Cette lutte, entretenue par de constans renforts, fut vive et sanglante. Les qualités militaires des deux nations s’y montrèrent dans tout leur éclat. Qui n’a entendu répéter le mot héroïque du général de Mac-Mahon ? On lui annonçait que le bastion était miné et allait sauter. « Faites dire aux troupes de soutien, répondit-il, de venir se loger dans l’entonnoir. » Tous nos soldats ne sont pas de cette force ; leur qualité dominante n’en est pas moins, comme celle du chef qui les commandait le 8 septembre, le mépris instinctif du danger, et dans l’excitation du combat l’inspiration soudaine, presque toujours chevaleresque et sublime. Quant à l’ennemi que nous avions à combattre, un seul trait suffira pour le faire juger. Le prince Gortchakof s’était porté de sa personne à la darse de l’amirauté. C’était le moment où le général Kroulef essayait de forcer la gorge de Malakof. Les bataillons, compactes, en colonnes serrées, gravissaient, se poussant l’un l’autre, les flancs de la colline. Un irrésistible mouvement de reflux les ramenait sans cesse en arrière. La vague humaine reprenait alors son élan ; elle venait encore une fois déferler impuissante au pied des gabions. De grands vides se faisaient dans cette foule ; de nouveaux bataillons arrivaient pour les combler. Pendant qu’il observait les progrès du combat, la prince eut la fantaisie d’allumer un cigare. Un marin qui se trouvait près de lui battit sur-le-champ le briquet. Le prince Gortchakof tendit au matelot une pièce d’or ; celui-ci repoussa doucement la main de son général. « À quoi, dit-il, me servirait cet or ? Ne sais-je pas que tout à l’heure je vais mourir ? — Prends toujours, répliqua le prince ; si tu es tué, ton camarade ne le sera peut-être pas. Il trouvera dans ta poche le moyen d’acheter un cierge, et il fera brûler ce cierge à ton intention devant les saintes images. » Celui qui prononçait ces paroles connaissait bien le soldat russe.

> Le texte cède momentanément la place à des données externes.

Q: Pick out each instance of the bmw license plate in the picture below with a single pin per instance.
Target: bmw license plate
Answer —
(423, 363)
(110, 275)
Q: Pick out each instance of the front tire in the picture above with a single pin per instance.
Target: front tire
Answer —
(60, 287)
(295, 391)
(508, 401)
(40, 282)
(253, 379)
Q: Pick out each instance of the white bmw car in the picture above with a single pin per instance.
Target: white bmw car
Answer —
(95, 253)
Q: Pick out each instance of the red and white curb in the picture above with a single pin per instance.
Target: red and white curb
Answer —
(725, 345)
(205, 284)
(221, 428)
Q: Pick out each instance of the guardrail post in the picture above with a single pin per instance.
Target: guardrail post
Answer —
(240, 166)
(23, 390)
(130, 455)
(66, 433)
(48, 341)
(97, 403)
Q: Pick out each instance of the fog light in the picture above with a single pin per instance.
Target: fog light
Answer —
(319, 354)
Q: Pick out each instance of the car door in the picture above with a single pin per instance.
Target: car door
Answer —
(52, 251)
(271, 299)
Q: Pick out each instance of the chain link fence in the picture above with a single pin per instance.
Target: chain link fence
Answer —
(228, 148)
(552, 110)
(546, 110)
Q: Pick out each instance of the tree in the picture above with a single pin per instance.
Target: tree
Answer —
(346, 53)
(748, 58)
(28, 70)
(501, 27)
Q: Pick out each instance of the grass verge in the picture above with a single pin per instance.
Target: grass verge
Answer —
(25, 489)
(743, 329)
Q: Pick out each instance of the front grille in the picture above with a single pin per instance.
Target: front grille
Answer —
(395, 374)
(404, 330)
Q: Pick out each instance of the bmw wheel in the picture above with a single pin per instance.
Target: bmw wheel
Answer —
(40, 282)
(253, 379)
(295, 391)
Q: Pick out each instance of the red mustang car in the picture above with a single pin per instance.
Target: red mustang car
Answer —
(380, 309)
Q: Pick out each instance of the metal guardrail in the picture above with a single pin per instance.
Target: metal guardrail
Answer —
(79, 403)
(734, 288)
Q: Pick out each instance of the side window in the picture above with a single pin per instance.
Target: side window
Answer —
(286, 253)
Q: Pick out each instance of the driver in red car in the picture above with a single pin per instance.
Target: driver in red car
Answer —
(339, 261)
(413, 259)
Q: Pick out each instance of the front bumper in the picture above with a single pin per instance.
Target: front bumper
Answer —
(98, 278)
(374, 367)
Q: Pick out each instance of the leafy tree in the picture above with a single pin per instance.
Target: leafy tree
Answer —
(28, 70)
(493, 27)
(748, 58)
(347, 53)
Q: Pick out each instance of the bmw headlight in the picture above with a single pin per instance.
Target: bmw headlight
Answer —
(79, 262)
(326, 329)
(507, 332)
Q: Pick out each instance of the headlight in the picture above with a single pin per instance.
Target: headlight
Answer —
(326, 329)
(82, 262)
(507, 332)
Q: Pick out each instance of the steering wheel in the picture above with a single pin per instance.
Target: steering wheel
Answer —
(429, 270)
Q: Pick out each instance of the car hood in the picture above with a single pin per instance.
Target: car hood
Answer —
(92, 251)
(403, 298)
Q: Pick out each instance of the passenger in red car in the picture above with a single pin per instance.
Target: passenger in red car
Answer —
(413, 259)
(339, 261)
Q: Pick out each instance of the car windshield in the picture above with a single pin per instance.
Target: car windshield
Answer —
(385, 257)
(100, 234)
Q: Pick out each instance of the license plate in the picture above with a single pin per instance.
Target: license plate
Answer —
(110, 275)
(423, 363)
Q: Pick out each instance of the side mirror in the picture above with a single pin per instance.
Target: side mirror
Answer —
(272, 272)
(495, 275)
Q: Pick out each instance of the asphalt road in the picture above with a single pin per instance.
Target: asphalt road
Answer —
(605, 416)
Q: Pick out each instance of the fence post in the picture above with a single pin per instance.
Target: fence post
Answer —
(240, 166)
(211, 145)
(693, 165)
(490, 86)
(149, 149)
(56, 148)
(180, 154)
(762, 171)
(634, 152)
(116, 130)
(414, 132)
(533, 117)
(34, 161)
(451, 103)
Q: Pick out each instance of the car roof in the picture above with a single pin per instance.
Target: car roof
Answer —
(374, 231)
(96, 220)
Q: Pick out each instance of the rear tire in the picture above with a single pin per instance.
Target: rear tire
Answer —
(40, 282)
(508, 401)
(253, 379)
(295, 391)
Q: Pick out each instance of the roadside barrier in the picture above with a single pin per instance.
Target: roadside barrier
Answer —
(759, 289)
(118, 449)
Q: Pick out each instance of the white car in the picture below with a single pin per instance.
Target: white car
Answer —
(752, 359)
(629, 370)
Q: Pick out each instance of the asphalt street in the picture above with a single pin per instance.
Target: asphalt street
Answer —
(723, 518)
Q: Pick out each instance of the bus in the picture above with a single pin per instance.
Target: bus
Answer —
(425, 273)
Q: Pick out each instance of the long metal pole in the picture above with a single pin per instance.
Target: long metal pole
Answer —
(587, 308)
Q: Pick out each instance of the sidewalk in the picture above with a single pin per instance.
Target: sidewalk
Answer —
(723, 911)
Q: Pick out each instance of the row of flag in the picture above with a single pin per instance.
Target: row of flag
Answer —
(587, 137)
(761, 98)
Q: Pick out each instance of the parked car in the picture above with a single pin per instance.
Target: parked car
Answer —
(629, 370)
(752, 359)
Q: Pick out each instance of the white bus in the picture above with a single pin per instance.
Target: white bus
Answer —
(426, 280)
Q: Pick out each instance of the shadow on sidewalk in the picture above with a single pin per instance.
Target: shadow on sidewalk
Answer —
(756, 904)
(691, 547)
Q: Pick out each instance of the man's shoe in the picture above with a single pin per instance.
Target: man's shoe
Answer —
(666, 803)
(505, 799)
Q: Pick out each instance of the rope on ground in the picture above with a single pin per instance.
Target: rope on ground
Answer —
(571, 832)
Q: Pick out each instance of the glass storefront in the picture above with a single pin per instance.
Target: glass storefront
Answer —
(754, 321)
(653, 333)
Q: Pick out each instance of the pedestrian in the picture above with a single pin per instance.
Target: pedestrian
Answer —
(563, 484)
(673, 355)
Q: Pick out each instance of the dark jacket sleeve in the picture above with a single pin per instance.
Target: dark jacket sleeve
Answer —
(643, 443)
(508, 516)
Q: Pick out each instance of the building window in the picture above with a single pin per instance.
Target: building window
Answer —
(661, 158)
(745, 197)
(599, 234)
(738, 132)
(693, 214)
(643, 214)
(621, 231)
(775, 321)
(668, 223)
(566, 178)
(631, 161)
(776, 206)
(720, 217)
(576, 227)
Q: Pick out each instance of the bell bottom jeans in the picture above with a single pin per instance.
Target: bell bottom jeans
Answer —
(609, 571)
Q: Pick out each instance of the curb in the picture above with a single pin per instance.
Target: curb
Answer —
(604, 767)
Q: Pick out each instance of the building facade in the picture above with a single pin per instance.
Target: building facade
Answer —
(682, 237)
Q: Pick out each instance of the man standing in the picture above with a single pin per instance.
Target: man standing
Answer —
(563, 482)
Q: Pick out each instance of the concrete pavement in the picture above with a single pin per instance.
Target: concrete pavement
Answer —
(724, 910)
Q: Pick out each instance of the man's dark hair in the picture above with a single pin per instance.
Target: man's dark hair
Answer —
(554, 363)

La race slave est douce et résignée, il lui manque peut-être l’impétuosité offensive qu’on remarque chez nos troupes ; mais il est deux sentimens auxquels ses chefs peuvent toujours faire appel, certains de lui faire affronter ainsi les plus grands périls. Ces sentimens sont empreints de la même ferveur religieuse : l’un se nomme le devoir envers l’empereur, l’autre l’espoir d’une meilleure vie.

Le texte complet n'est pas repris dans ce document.